Frank Bondonno of Popelka & Allard, the San Jose, Calif.-based attorney representing the two men, did not respond to calls seeking comment.
San Francisco-based Levi’s is privately owned, but reports its financial results because of public bonds. The company has been in a sales slump since 1996, with sales reaching $4.14 billion last year, as reported. The company has been profitable through much of its sales decline, though rising expenses and other costs related to its debt drove the company $24.5 million into the red in its first quarter, when sales slipped 6.4 percent. Levi’s executives have contended that this year will mark the end of its sales decline, saying that growth in the second half will leave overall sales for the year up 2 to 5 percent.
— Scott Malone
The Montreal-based jeans company Manager is making a push into the U.S. market with a higher-priced line called Blue One.
The line, which launched in Canada last year, is rolling out in the States for fall retailing, with initial shipments targeted for June, according to Northeastern sales manager Natalie Cole.
The line includes five fits of jeans, ranging from low-rise boot cut to super-low flare, in eight denim washes and in alternate fabrics, according to Cole.

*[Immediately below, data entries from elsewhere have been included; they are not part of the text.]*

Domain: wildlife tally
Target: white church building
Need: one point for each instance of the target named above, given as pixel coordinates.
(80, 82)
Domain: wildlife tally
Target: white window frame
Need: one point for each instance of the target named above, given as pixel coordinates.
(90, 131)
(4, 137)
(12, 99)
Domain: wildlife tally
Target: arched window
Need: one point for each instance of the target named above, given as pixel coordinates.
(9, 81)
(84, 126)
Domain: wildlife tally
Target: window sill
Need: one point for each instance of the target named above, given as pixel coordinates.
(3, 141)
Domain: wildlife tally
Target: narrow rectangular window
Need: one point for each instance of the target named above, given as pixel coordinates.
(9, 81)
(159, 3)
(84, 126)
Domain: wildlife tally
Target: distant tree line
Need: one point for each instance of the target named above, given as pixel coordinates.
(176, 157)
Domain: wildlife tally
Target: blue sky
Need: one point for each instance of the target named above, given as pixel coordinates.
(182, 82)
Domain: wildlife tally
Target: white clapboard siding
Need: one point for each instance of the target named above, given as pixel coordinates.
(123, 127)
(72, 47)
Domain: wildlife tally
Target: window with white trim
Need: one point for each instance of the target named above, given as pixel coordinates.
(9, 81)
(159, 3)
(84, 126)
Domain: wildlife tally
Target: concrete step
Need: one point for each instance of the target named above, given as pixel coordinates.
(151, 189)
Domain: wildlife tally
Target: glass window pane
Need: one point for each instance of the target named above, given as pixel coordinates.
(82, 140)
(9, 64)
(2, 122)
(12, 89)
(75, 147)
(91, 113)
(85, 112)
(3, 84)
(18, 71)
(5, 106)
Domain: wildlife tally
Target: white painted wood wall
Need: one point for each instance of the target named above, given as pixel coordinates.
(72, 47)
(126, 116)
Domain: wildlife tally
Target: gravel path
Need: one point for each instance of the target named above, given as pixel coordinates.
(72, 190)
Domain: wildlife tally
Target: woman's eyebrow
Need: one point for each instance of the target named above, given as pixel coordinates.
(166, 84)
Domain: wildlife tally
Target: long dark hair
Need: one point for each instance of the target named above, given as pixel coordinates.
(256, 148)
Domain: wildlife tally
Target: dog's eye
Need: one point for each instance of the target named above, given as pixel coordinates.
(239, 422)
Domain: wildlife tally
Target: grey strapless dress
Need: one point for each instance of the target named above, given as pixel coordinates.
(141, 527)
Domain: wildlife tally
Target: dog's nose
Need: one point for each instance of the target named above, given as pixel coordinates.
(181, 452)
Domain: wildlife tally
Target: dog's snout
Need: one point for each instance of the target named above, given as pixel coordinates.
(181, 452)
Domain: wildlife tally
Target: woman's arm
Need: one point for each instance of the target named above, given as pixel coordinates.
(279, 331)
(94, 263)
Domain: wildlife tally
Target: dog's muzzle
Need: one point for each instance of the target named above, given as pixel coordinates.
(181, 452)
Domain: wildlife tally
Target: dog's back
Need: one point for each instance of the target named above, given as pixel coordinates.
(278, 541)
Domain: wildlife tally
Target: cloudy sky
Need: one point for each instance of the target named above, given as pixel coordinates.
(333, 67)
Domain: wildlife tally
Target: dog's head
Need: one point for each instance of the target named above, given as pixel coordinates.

Steve Kohn, the company’s Fort Lauderdale, Fla.-based national sales manager, said he believes the brand will compete with “the California megabrands” in the over-$100 denim market.
Wholesale prices on the jeans range from $40 to $47.50, above the price of Manager’s main line, which sells jeans for about $10 less a pair. The Blue One jeans are manufactured in Montreal and Hong Kong.
Kohn last worked for another Canadian jeans maker, Parasuco Jeans Co.
Cole said the company hopes to do $1.5 million to $2 million in sales during its first year in the U.S.
“It’s easy to get the volume,” she said, “but we want to get into the right stores.” She said the company will be targeting better specialty stores and boutiques.
Younique Shuffles Its Mix
With teens’ ardor for jeans fading after several years of strong demand, junior jeans resource Younique Clothing is starting to soft pedal its denim assortment in favor of alternate fabrics.
In an interview, vice president Robert Regina called the change good “because there’s a chance to work on new fabrics.”
For fall, the company’s assortment of bottoms is still heavy on denim, with that fabric representing about 60 percent of the assortment, he said. But, he added, “by the third quarter, fourth quarter, it might be 50-50” or even inverted from its current level.
Regina said he’s been surprised by the strong performance of nondenim fabrics in recent months, with teens snapping up looks including colored satin pants from Younique, which brings in annual sales of about $65 million.
“There are times when I look at a garment and think, ‘Oh, my God, that’s not going to sell,’ and then it takes off,” Regina admitted. He said the slow economy makes it more important for designers to introduce novelty styles for teens, to encourage them to keep spending.
“When business gets tough, sometimes people want to go with the safe products,” he said. “But that’s not the right strategy with junior shoppers.”
Express Tags Up
Retail chain Express unveiled its 2003 denim collection last week at an event with go-go dancers, DJ Spencer Product and a trio of Brooklyn-based electroclash singers called Whatever It Takes.
Express, which operates 1,027 stores, held the event at the former Powder space in Manhattan’s Chelsea on April 8. Titled “Art From the Waist Down,” the party combined the talents of 21 artists, designers and photographers, who were commissioned to create hangtags for each denim style sold at Express. One is a working air freshener, another is shaped like a matchbook and features a foldout collage of images. The new dual-gender Express will introduce the hangtags in stores beginning early in July. Tags will be updated seasonally, as new denim styles are shipped to Express stores. Express denim retails from $45 to $200.
Betsey Johnson and Damon Dash were seen mingling with members of the Express design team as well as other invited guests. When W.I.T. took the stage, dressed in Express denim miniskirts, guests were dancing to their tunes, which the group reworked to include the company’s name in the lyrics of one song.
— Julee Greenberg
Jeans for Other Womyn
After adding jeans to its Womyn sportswear line last year, New York-based GM Design Group has decided to break denim out on its own, in a spinoff line called By Womyn.
The jeans, which will wholesale for $64 to $74, are being launched for fall retailing.
The Womyn line already sells in more than 900 specialty stores in the U.S., and jeans have come to represent 20 percent of its volume, according to designer J.R. Morrissey. He said that breaking the jeans out on their own may allow wider distribution.
In addition, the company plans to move its jeans production to Los Angeles to make it more efficient and able to reach the stores at a faster pace.
“The stores’ response to our denim coupled with reorder demand on just a handful of styles was the driving force behind this new label and the company’s focus on creating a denim line to fill the void,” said Jo Ann Langer, president and ceo of GM Design Group.
Morrissey also designs the Womyn line that includes jeans, T-shirts and jackets. He said the focus of the new label will be purely on denim pants to expand distribution and brand recognition.
“Womyn is recognized by the customer as an excellent-fitting pant and the Womyn label was designed to emphasize that our jeans line will stay true to the brand focus,” said Morrissey.
The company projects the line will bring in more than $6 million in 2004.